Bracing myself for her answer, I asked one of the world’s dumbest questions. “Hey. You okay?”

She turned instinctively toward the sound of my voice, looking up at me, but I didn’t think she really saw me. There were no tears. No rage. She didn’t have that haunted look I’d come to associate with whatever traumas she kept to herself. She simply appeared thunderstruck.

I glanced around. “Where are your parents?”

“Gone.” The single syllable came out quiet. Numb.

Something huge had just happened, and she was in the quiet before the storm of reaction. I needed to get her out of town before it hit.

“Okay. Come on.”

When she didn’t immediately follow, I grabbed her hand and tugged gently. She fell into vaguely stumbling step beside me. Oh, yeah. Major overwhelm here.

At her Jeep, I held out my free hand. “Keys?”

Wordlessly, she handed them over.

I bundled her into the passenger seat and circled around to climb in myself. This close to her, I could sense the frenetic energy under the surface of the emotions she simply couldn’t process. There was far too much input here. I could fix that, at least for a little while.

Quick and efficient, I navigated through the village, working my way off the main thoroughfares that were clogged with summer tourists, until we hit the coastal road that ran north, toward Sutter land. I drove by instinct as much as habit, leaving signs of civilization behind until, at last, we were parked near the dunes that marked the edge of the marshes beyond the woods. This had been our place when we were young. Where we’d hang out and talk and watch for the band of horses that brought her so much joy.

Too late, I second guessed my choice. If the worst had come to pass, seeing them might break her in ways I wasn’t prepared to handle. I hoped I wasn’t making a mistake bringing her here.

Before I could do anything else, she’d climbed out and moved toward the edge of the woods, where the thick, low branches of a live oak stretched gnarled, twisted arms and made a convenient hiding spot to sit unobserved. Unerringly, she climbed into one of the crooks. I followed suit, wedging myself a little less easily into the opposite curve of the branch than I had when I’d been younger. She stared out at the marsh, and I waited. Eventually, the frantic energy I sensed pumping off her began to calm, the panic she hadn’t acknowledged waning. I’d done at least one thing right in bringing her here.
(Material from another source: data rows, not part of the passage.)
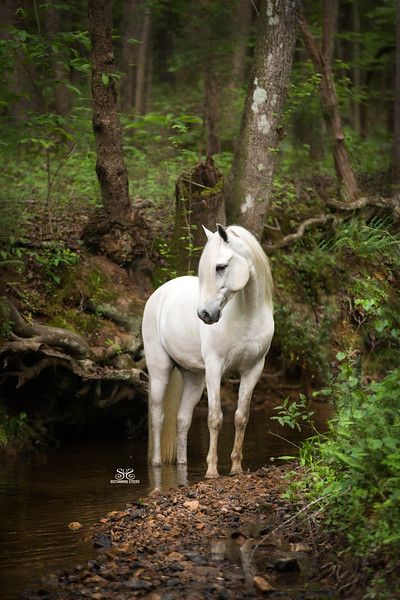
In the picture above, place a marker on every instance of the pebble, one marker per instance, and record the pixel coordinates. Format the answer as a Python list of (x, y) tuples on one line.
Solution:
[(262, 585)]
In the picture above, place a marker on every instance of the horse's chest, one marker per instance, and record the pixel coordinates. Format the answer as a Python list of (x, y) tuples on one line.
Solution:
[(244, 354)]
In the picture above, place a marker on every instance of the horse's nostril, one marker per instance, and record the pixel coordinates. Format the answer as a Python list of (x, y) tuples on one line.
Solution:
[(203, 315)]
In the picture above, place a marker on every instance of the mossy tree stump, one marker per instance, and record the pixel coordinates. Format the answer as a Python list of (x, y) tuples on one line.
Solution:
[(199, 200)]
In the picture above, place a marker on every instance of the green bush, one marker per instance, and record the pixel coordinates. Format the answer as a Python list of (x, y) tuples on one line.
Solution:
[(355, 468)]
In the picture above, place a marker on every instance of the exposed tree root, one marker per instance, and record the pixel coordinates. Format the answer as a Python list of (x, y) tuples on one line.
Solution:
[(32, 348)]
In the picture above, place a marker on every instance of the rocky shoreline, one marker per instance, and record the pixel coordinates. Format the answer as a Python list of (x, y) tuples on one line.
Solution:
[(231, 538)]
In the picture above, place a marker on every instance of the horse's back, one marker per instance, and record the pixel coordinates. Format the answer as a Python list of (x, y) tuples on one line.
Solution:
[(170, 320)]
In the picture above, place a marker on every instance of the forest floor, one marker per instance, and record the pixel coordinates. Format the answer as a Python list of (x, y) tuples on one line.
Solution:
[(235, 537)]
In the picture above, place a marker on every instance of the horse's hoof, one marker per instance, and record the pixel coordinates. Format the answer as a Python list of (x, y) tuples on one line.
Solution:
[(212, 474), (236, 471)]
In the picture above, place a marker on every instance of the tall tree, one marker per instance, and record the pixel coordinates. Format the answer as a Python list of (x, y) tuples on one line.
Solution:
[(356, 65), (62, 98), (212, 112), (119, 232), (250, 182), (110, 166), (130, 33), (322, 60), (395, 166), (143, 68), (242, 24)]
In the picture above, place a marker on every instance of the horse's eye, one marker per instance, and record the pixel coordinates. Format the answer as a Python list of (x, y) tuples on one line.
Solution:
[(220, 268)]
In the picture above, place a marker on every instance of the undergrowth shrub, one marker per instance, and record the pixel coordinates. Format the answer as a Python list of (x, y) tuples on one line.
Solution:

“They left me everything.”

I jerked to look at her, not a hundred percent certain I’d heard her right over the whisper of wind and the distant roar of the surf. “They what?”

“They left me everything. There’s some stuff that’s been earmarked for Jace, and a trust to go toward the betterment of the island. But the ferry company, the land, the house, the assets—they left them all to me.”

Something in me unclenched. I hadn’t dared hope for this for her, but after all the stories I’d heard at the memorial, I wasn’t surprised.

She finally looked at me, those hazel eyes almost luminous. “What were they thinking?”

“That you were the best of the Sutters, and that you’d do right by all of it.”

Willa huffed a laugh. “That’s what Mr. O’Shea said, too.”

I nudged her foot with mine. “See? Majority rules.”

With a helpless shrug, she scooped a hand through the hair the wind had determinedly tugged from her braid. “But I don’t know anything about how to run a ferry company or how to do any of this stuff. There are going to be all these people counting on me and looking to me for leadership. I’m not prepared for any of that.”

Ah. And here was the sticking point for the overwhelm.

Leaning toward her, I offered the bag with the cookies I’d bought. “Here.”

Her brows drew together. “What’s this?”

“Fortification.”

She opened it, her expression lightening as she pulled out a cookie. “You got me snickerdoodles?”

“You used to say they helped everything.”

A smile fluttered at the corners of her mouth. “So I did. Here, you have one, too.”

She handed me the cookie, then pulled out the other.